To get a better understanding of the needs and experiences among informal caregivers and recipients, the researchers are asking people from nine countries to fill in a questionnaire twice in one year. Hagedoorn adds: ‘In addition, they are also welcome to fill in a very brief questionnaire each week. This provides us with a great deal of information because we can see which aspects and changes have long-term effects.’

Anti-stress robot

The research also focuses on existing solutions and how these can be further developed. In the United Kingdom, for instance, a research project is investigating a robot helping informal caregivers to relax by sensing what mood they are in and by responding to it.

‘We are also testing existing e-health programmes to support our target group’, Hagedoorn says. ‘How can you take control of a situation? How can you find a balance between care tasks and other goals in life? Various exercises are available to help people make the right choices.
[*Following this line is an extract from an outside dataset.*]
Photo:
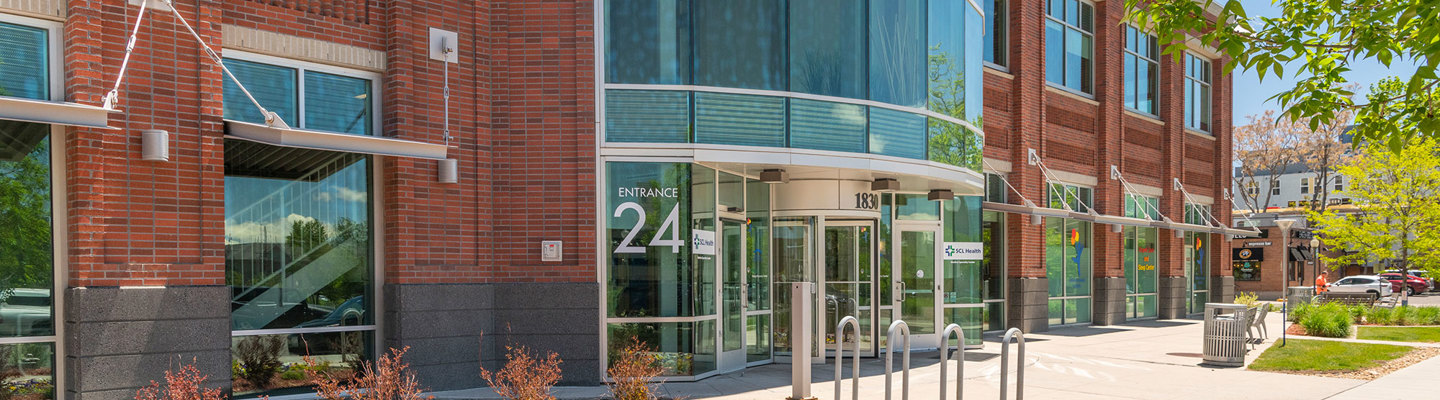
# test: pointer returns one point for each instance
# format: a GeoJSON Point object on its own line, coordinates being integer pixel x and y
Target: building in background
{"type": "Point", "coordinates": [575, 174]}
We are also trying to find out whether these tools must be tailored to the needs of, for instance, young informal caregivers. The majority of informal caregivers are between forty and sixty years of age, and usually care for their spouse or parent. However, there are also youngsters or even children who care for an ill parent, for instance.’

Training project

Hagedoorn emphasizes that the research project is not intended to solve all problems. ‘It is a training project. Our aim is to train these fifteen early-stage researchers for high-quality PhD training so that they will continue to be able to perform research or other work focused on informal care, such as work in businesses or organizations that focus on policymaking.’

‘Hopefully, we will gain a lot of knowledge, based on which we will be able to make specific guidelines and advice available via e-health tools and to home care services, general practitioners and hospitals. We have a major consortium involving many people who are and will continue to be working together, aiming at solving new problems in this field.’

In the Netherlands, approximately five million – i.e. one in three – people aged 16 years and over provided informal care in 2020. In this group, 830,000 people provided long-term care (for more than three months) as well as intensive care (for more than eight hours a week). Among them, 460,000 people (9.1%) felt heavily burdened.